When you spend money for cigars, it is not wise to cut corners on your method of storage. I know you would not buy more beer than would fit in your cooler or more food than what would fit in your fridge so it would spoil and be thrown out.


----------



## piperdown (Jul 19, 2009)

It can and will take up to a couple of weeks to season a humidor. Even longer if the seal on either humidor is not so good.
The wood takes a long time to absorb rH and the rH has to be higher in the air than in the wood for it to work. 
As the others have mentioned, get rid of the shot glass, get another hygro and make sure both are calibrated, and leave the humis alone for two weeks and then evaluate.

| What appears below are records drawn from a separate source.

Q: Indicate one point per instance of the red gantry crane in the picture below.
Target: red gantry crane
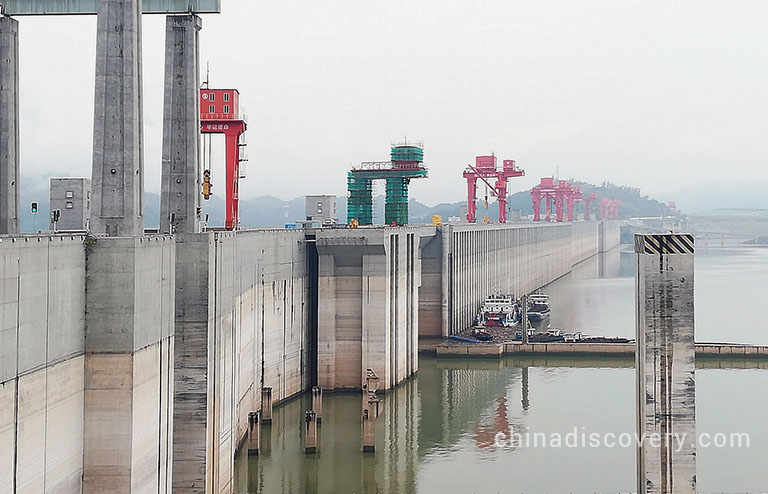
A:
(485, 169)
(563, 196)
(545, 190)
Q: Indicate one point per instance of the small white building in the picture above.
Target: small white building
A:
(73, 197)
(321, 208)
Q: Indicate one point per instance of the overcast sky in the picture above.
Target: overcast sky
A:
(655, 94)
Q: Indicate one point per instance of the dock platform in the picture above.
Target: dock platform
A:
(441, 347)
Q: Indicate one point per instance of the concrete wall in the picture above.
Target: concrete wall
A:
(42, 313)
(466, 263)
(241, 319)
(368, 314)
(128, 362)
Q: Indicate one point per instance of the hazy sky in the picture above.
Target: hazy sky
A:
(656, 94)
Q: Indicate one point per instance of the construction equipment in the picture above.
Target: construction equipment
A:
(220, 114)
(407, 162)
(486, 170)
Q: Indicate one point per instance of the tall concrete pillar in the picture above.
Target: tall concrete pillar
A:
(666, 390)
(9, 125)
(180, 195)
(118, 151)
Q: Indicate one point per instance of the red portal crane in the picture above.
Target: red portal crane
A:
(587, 201)
(485, 169)
(220, 114)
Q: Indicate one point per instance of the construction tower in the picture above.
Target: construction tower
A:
(406, 162)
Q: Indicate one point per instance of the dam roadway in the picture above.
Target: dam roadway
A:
(130, 364)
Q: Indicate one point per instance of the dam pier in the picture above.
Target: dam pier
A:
(135, 362)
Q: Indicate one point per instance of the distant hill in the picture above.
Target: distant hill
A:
(268, 211)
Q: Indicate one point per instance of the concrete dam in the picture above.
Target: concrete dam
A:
(130, 364)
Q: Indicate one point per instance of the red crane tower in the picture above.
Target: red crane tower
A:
(220, 114)
(571, 198)
(485, 169)
(587, 201)
(545, 190)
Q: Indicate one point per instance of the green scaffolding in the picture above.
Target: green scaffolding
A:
(360, 199)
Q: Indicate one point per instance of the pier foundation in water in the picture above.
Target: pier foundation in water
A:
(665, 367)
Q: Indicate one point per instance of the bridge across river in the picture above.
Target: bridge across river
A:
(158, 346)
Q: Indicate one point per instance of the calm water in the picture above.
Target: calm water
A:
(436, 433)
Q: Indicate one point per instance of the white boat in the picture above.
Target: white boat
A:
(538, 306)
(499, 310)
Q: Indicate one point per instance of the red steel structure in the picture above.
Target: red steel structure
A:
(546, 190)
(563, 196)
(220, 114)
(587, 201)
(485, 169)
(609, 209)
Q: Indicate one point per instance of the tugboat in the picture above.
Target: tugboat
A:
(538, 307)
(498, 311)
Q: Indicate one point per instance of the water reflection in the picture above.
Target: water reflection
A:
(436, 432)
(597, 297)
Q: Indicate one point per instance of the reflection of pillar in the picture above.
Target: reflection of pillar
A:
(666, 390)
(266, 405)
(524, 318)
(317, 403)
(310, 432)
(525, 402)
(369, 431)
(118, 143)
(180, 196)
(253, 433)
(9, 126)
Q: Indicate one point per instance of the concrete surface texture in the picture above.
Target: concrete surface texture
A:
(128, 360)
(118, 148)
(180, 197)
(241, 312)
(73, 197)
(9, 126)
(42, 314)
(471, 262)
(665, 364)
(157, 348)
(368, 283)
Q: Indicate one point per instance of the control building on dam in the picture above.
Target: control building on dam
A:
(130, 364)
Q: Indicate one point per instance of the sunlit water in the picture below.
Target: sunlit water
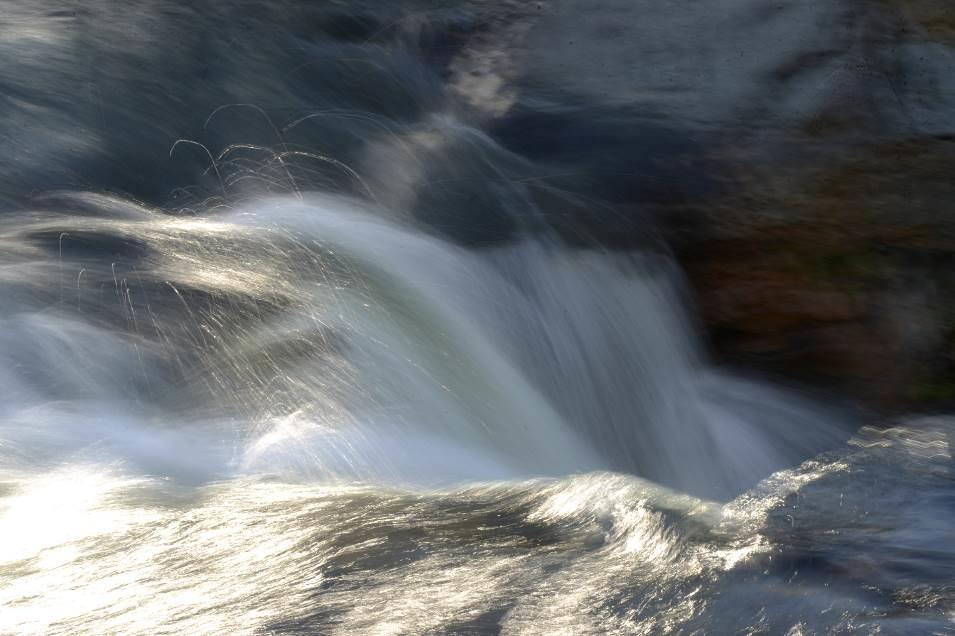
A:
(382, 377)
(300, 417)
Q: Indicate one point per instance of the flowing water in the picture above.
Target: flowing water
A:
(386, 377)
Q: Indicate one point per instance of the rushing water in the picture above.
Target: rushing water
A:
(385, 377)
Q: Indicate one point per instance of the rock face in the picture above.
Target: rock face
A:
(796, 155)
(805, 179)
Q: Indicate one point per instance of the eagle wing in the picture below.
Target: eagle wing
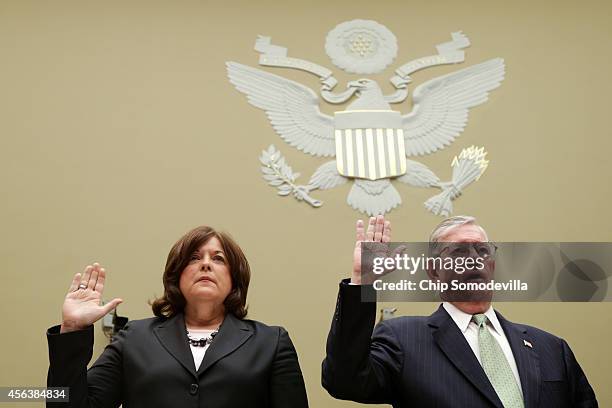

You can store the cigars you purchased in zip lock freezer bags for a while to hold rH. Just keep them out do direct sunlight or in areas that are warmer than the rest of the house. Alternatively, you can pick up a cheap airtight Tupperware container to hold the cigars for the short term.


----------



## Milhouse (Oct 22, 2011)

respectfully disagree. the shot glass method worked well for me. 

but i do not think he was asking how you season a humidor. he was asking how long does it take for a hygrometer to get an accurate reading.

i would say 2 days. i would also say just get a second one hygrometer. i like having a hygro in each box. i calibrate them separately, and use them to not only monitor the humidor, but to monitor eachother


----------



## AceRockefeller (Aug 11, 2013)

Thanks guys, i will be getting a second hygrometer, but in the meantime will leave it in each humidor for 2 days


----------



## Nature (Jul 30, 2012)

The hygrometer should give a pretty good indication of the humidity within a few hours. Now, getting a stable humidity may take less or more time. Other factors at play such as humidor seal, how long it is left open, how full it is, how much and type of humidity regulation set-up.

If you want to just get a quick reading to see where your seasoning process is at, an hour or two should be good.


----------